Натиск на Закат

22
18
20
22
24
26
28
30

— А один лист дашь? — попросил капитан и добавил: — Махонький. Для дела надобен.

— Махонький дам, — кастелян, порывшись в ящике под столом, выудил небольшой лист пергамента.

— Вельми благодарен! Ты никак по-англицки пишешь?

— Латиницей пишу. Могу и по-руски, но мы ж дела с англами ведём.

— Смотрю, много грамотных средь вас.

— Да только князь Иван, Болеслав и я грамоту знаем. Иванку учу. А боле никто руску грамоту не ведает. Был у нас поп, учивший нас, малолеток, грамоте, да недолго. Люб он был до девок, а те, дуры, сохли по нему и таяли одна за другой. Селищенские прозвище ему дали: Упырь Лихой. Старый князь, проведавши о непотребных делах попа, заточил его в бочку смолёну и отправил плавать по морям — по волнам.

— А ваш Болеслав здесь, при замке живёт?

— Он-то? Нет, он в селище. У князя два селища. Все наши предки, как и предки князя, из Тревы пришли. Не захотели под саксами оставаться.

Нюх у Копылова отменный! Носом повёл и определил:

— Оленина!

По правде сказать, у всех животы подвело. Гвардейцы уже целый час обоняли вкуснейшие запахи выпечки и коптящегося мяса. Но нашёлся в рядах бравого воинства провокатор! Сергий, «божий человечек», молвил Якуну, что средь княжичей есть принц, потомок Рюрика, того самого, с которого история Руси началась, — и ткнул пальцем в Илью.

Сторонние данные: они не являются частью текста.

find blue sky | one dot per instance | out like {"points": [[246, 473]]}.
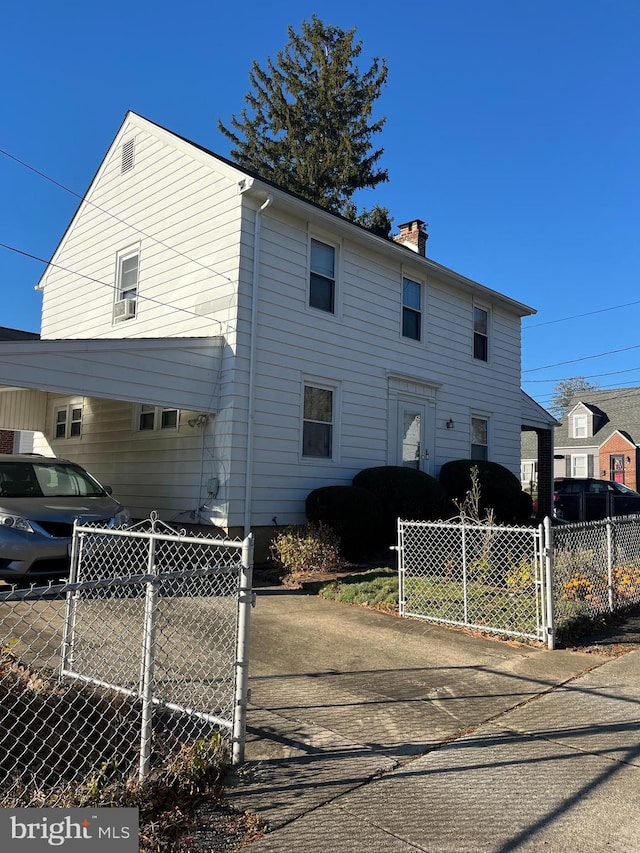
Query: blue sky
{"points": [[513, 129]]}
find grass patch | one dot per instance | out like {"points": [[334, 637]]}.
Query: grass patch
{"points": [[377, 589]]}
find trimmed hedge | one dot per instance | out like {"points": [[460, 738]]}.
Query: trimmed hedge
{"points": [[500, 490], [403, 493], [354, 514]]}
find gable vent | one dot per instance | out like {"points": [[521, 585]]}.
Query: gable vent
{"points": [[128, 151]]}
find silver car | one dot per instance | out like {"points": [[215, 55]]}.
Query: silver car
{"points": [[40, 497]]}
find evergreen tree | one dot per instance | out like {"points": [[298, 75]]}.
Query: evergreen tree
{"points": [[567, 391], [308, 124]]}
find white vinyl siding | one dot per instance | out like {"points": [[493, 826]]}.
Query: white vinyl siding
{"points": [[163, 474], [194, 220], [182, 214]]}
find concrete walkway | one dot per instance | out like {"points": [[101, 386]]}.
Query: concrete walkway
{"points": [[372, 733]]}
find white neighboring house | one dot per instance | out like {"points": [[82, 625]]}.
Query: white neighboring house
{"points": [[215, 347]]}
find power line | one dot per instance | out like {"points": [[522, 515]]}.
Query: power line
{"points": [[82, 198], [583, 358], [586, 376], [525, 328], [113, 287], [206, 267]]}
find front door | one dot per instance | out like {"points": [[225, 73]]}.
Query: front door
{"points": [[616, 465], [412, 450]]}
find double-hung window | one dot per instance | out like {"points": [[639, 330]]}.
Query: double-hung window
{"points": [[127, 277], [317, 422], [580, 426], [411, 309], [156, 418], [480, 333], [68, 422], [322, 277], [479, 438]]}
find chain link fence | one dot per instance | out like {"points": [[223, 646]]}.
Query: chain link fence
{"points": [[115, 674], [534, 583], [473, 575], [596, 568]]}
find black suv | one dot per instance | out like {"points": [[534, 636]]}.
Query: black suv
{"points": [[588, 499]]}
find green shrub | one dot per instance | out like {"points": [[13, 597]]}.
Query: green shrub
{"points": [[377, 589], [403, 493], [308, 548], [353, 514], [499, 489]]}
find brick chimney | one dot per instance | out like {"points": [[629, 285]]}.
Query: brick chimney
{"points": [[414, 236]]}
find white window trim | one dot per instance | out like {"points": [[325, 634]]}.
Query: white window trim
{"points": [[584, 458], [68, 421], [119, 292], [486, 309], [423, 298], [580, 417], [337, 275], [157, 420], [480, 416], [335, 388]]}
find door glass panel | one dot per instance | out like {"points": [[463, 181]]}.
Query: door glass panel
{"points": [[411, 428]]}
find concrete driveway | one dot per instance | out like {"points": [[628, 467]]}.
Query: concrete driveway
{"points": [[341, 696]]}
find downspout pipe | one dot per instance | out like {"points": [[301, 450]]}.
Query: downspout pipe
{"points": [[248, 485]]}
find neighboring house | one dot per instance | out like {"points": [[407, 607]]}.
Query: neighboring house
{"points": [[215, 347], [599, 437], [16, 441]]}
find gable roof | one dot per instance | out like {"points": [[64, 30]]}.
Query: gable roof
{"points": [[613, 410], [252, 181]]}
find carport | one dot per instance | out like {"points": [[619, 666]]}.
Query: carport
{"points": [[172, 372]]}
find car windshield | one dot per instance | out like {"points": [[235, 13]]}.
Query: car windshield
{"points": [[620, 487], [34, 479]]}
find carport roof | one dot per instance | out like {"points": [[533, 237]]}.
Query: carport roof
{"points": [[170, 372]]}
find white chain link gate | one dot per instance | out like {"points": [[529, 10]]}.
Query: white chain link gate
{"points": [[142, 653], [480, 576]]}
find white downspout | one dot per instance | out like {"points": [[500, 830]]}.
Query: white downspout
{"points": [[248, 485]]}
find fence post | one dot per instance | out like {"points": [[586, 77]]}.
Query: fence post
{"points": [[610, 552], [147, 664], [71, 604], [400, 564], [245, 602], [464, 571], [548, 565]]}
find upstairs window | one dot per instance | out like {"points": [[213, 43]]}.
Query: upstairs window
{"points": [[580, 426], [480, 333], [127, 275], [156, 418], [411, 309], [479, 439], [317, 425], [322, 277], [68, 422]]}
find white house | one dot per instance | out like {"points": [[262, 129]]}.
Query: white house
{"points": [[215, 347]]}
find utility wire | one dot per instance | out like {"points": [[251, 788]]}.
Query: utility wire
{"points": [[82, 198], [113, 287]]}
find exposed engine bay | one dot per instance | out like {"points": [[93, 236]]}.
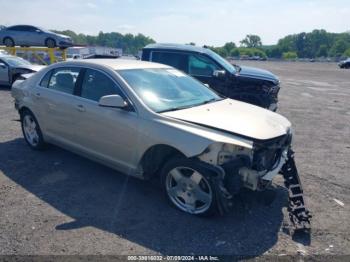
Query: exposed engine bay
{"points": [[254, 169]]}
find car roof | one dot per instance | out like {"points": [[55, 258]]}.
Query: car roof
{"points": [[118, 64], [179, 47]]}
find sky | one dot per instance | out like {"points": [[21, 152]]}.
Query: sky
{"points": [[210, 22]]}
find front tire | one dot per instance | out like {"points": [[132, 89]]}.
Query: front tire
{"points": [[31, 131], [188, 187]]}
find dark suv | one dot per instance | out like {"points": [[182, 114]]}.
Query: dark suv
{"points": [[248, 84]]}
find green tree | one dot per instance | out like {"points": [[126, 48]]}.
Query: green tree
{"points": [[322, 51], [338, 47], [129, 43], [251, 41]]}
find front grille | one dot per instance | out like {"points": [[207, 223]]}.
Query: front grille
{"points": [[267, 153]]}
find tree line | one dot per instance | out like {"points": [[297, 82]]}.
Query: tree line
{"points": [[130, 43], [318, 43], [315, 44]]}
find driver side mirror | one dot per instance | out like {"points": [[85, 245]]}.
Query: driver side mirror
{"points": [[115, 101], [219, 73], [3, 66]]}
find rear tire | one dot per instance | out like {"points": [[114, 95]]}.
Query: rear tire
{"points": [[31, 131], [188, 188], [8, 41], [50, 43]]}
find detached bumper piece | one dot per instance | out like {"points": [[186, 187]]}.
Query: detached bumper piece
{"points": [[299, 216]]}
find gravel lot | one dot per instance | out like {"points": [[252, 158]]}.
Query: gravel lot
{"points": [[55, 202]]}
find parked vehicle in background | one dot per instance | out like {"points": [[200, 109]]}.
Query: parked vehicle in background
{"points": [[27, 35], [12, 67], [146, 119], [344, 63], [248, 84]]}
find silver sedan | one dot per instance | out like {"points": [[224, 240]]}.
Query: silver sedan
{"points": [[27, 35], [146, 119], [13, 67]]}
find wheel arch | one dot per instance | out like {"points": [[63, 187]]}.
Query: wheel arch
{"points": [[22, 109]]}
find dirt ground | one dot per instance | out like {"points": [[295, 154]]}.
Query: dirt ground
{"points": [[57, 203]]}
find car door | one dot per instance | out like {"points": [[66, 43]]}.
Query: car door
{"points": [[17, 33], [106, 133], [202, 67], [55, 104], [34, 36], [4, 73]]}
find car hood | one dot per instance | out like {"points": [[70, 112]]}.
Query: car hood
{"points": [[235, 117], [253, 72]]}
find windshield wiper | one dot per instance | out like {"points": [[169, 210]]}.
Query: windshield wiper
{"points": [[173, 109], [189, 106]]}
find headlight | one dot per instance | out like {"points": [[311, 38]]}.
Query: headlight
{"points": [[229, 152]]}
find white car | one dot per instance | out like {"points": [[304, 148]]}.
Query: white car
{"points": [[146, 119], [13, 67]]}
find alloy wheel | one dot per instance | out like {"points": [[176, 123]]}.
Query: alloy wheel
{"points": [[189, 190]]}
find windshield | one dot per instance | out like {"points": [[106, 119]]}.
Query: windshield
{"points": [[229, 67], [15, 61], [167, 89]]}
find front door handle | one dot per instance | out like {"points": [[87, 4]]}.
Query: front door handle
{"points": [[80, 108]]}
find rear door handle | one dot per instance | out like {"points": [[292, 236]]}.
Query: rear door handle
{"points": [[80, 108]]}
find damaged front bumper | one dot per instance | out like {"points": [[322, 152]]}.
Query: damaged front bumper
{"points": [[227, 185]]}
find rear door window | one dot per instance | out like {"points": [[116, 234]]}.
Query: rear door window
{"points": [[96, 84], [177, 60], [200, 65], [64, 79]]}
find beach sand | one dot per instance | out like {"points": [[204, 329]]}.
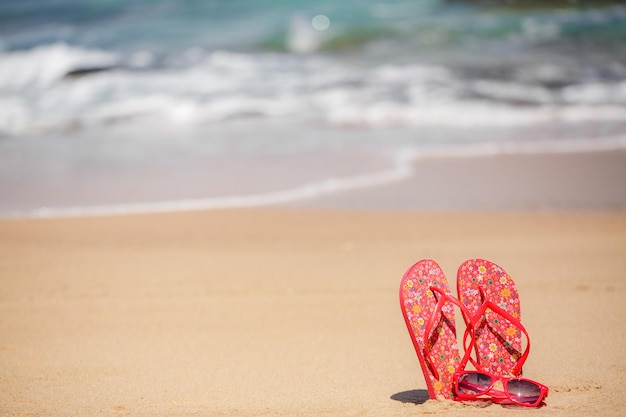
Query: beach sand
{"points": [[290, 311]]}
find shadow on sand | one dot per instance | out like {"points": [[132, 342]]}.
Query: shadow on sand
{"points": [[415, 396]]}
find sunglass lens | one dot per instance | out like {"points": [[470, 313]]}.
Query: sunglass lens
{"points": [[524, 391], [474, 383]]}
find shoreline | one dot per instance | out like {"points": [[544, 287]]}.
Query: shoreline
{"points": [[521, 180], [286, 312]]}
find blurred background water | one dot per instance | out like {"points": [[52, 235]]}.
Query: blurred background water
{"points": [[245, 102]]}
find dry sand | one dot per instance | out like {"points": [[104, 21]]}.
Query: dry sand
{"points": [[290, 312]]}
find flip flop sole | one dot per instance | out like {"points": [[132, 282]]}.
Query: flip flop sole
{"points": [[418, 306], [498, 341]]}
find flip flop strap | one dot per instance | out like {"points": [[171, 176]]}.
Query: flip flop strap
{"points": [[434, 318], [471, 330]]}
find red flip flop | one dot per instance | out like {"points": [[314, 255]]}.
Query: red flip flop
{"points": [[427, 307], [490, 296]]}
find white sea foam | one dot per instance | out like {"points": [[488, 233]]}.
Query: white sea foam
{"points": [[35, 96]]}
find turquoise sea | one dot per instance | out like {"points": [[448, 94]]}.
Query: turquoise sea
{"points": [[144, 105]]}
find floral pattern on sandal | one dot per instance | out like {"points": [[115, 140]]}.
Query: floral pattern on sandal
{"points": [[431, 324], [498, 341]]}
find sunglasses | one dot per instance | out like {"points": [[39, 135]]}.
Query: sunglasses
{"points": [[470, 385]]}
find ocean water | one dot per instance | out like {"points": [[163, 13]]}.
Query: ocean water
{"points": [[149, 105]]}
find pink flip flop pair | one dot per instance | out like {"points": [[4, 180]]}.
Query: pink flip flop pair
{"points": [[489, 303]]}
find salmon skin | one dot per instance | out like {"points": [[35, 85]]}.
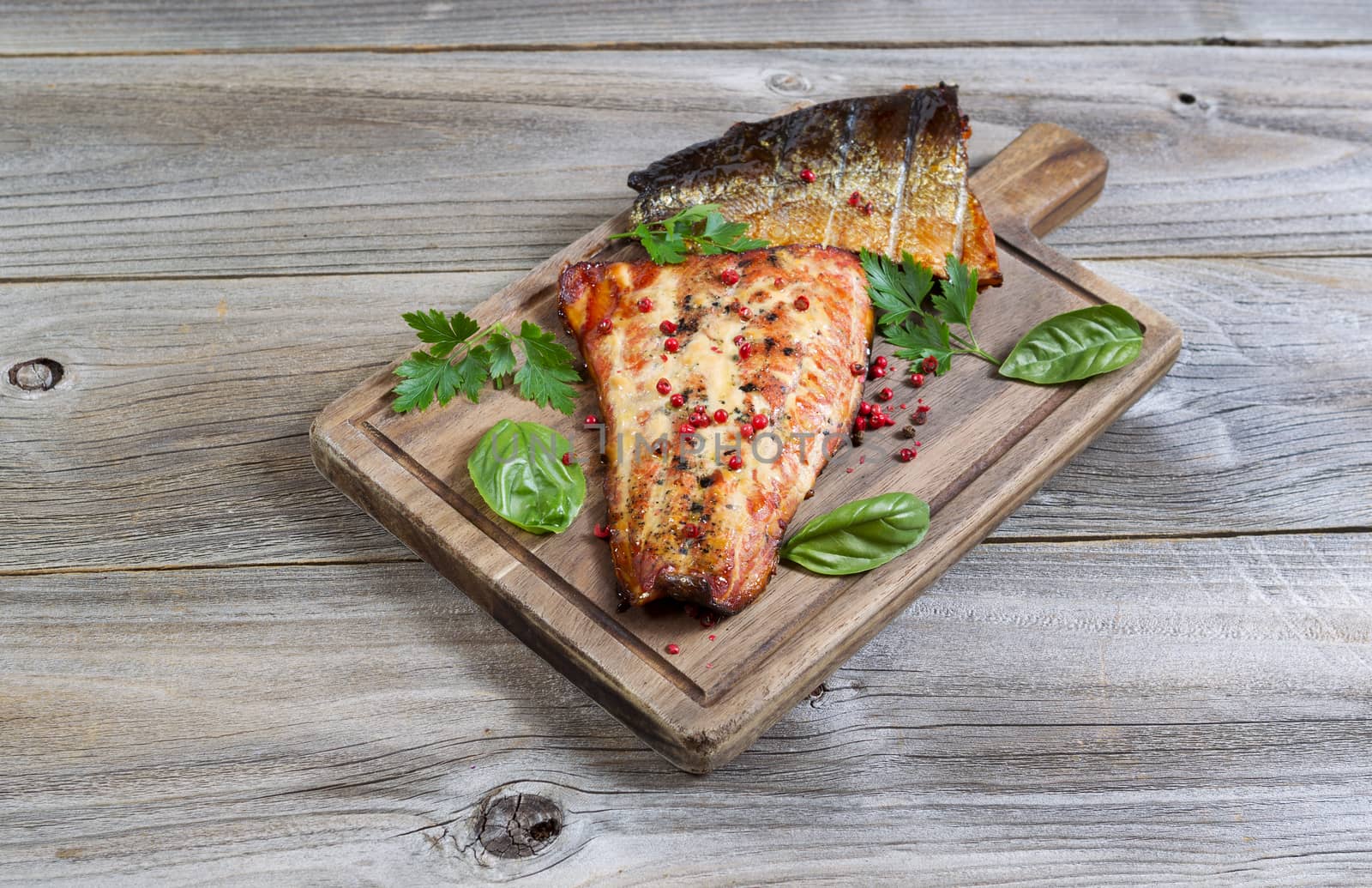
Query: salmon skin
{"points": [[888, 173], [686, 519]]}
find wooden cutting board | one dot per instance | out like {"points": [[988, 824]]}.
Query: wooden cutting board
{"points": [[987, 446]]}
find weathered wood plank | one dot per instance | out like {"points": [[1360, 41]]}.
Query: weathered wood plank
{"points": [[370, 162], [141, 27], [1047, 714], [178, 432]]}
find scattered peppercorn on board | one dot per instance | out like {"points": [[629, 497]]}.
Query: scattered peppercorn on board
{"points": [[701, 693]]}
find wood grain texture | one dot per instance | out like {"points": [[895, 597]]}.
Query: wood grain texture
{"points": [[1047, 714], [178, 394], [381, 162], [148, 25]]}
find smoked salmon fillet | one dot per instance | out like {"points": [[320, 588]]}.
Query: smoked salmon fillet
{"points": [[888, 173], [726, 384]]}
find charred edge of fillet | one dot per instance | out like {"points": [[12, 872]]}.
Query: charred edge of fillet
{"points": [[693, 589]]}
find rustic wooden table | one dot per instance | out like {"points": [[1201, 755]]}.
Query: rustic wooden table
{"points": [[214, 668]]}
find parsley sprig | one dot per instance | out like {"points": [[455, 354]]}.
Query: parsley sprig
{"points": [[695, 229], [918, 331], [463, 356]]}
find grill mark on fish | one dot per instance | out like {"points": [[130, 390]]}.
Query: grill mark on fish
{"points": [[900, 184], [840, 184], [960, 217]]}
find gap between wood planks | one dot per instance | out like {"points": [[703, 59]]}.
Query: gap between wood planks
{"points": [[740, 45], [996, 541]]}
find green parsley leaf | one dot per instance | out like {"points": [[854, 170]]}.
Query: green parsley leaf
{"points": [[695, 229], [895, 293], [548, 373], [958, 295], [442, 332], [928, 339], [501, 347], [423, 373], [463, 357], [470, 375]]}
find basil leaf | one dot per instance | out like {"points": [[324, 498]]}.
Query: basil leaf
{"points": [[859, 535], [1076, 345], [518, 469]]}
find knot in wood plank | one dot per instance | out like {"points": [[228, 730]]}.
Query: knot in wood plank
{"points": [[519, 825], [789, 84], [36, 375]]}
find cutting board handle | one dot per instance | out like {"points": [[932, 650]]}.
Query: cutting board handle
{"points": [[1040, 180]]}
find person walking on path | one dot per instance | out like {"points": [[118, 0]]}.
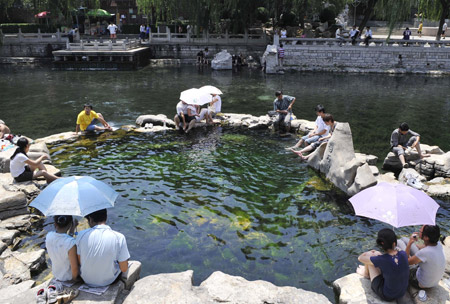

Неприязненно глянул Якун на Сергия и Илью и, изронив слово, смешал лживых княжичей с грязью. Нет нужды повторять изречения Якуна в древних формах, ибо от его «бываху и живаху» в ушах свербит, но суть его речи была такова:

— Негоже княжичам руского рода врать и сказы измышлять. Тебе, княжич, как и мне, человеку из руского рода, должно быть ведомо, почему дружина и добрая половина всех родов руси ушла с Руйска острова к русинам, на Дунай-реку. То было ещё до падения Тревы. Князь Бравлин, как и Владимир Старый, с франками и ромеями сражался, а князь Олег полян под себя подмял и сел в Киеве-граде. Им, великим князьям, честь и хвалу должны вы возносить, а не Рюрику, бо Рюрик как князь хулу заслужил, и вече указало ему на чистый путь, куда глаза глядят, да посадило князя Табемысла в Руйгарде. А предок твой, княжич, вынужден был со своими братьями осесть на речке Руси, что в наше море вливается, да позвали его на Ладогу и сел он в Новгороде. Заслуга Рюрика в том лишь, что он семя своё посеял, и род его не пресёкся. Не с него ваша Русь началась, а началась ваша Русь с тех воев, гостей и ремесленного люда, что пошли на восход. Старый князь печалился о предках, что избрали Англию при выходе из Тревы. Жаль, конечно, что его предки на восход не ушли! А в Заморье вам, дошедшим до Каменных гор, невместно лжу городить!

— Эвона как! — воскликнул сержант Копылов и, пояснив Якуну, что родом он из медвежьего угла, стал выяснять, кто есть кто из названных князей. В диковинку гвардейцам казались все ответы, и узнали они, что Владимир Старый вовсе не тот Владимир, что киевлян крестил, что руянские русы с родичами были вынуждены покинуть священный остров, дабы сохранить жизнь родичам, ибо не сдержали натиска готов и франков. Обезлюдел наполовину остров, но свято место пусто не бывает — и зловредные волки, что кличут себя велетабами, захватили Аркону и Руйгард. Абодриты пришли на помощь руйским, и сообща вышибли вилков с острова.

— Ушли бы предки Ивана Никлотовича на восход, и его род заместо Рюриковичей мог бы править городами и уделами. Но историю невозможно переписать, — так, со вздохом сожаления, завершил Якун свою повесть временных лет.

Сержант Копылов улыбнулся. Характерно этак улыбнулся. Вспомнил, вероятно, какую-нибудь хохляцкую шутку из тех, что полюбились ему так же, как и хохлушки и их забавный говор, когда воевал на Первом Украинском фронте, но воздержался от изречения неуместного комментария.

— Разве ты не слышал о серых храмовниках? — спросил Белов. — Они вознамерились переписать историю.

— Как же, слышал о находниках! — кастелян горестно вздохнул. — Мой князь зарезал важного находника, когда жил у ромеев. Бяше с именем вельми странным: Дженерал Мэйджор Джонни. Беду накликал князь на себя и всех нас.

— Как тебя, Якун, по батюшке звать-величать?

— По отцу, что ли? Отца Всеславом звали.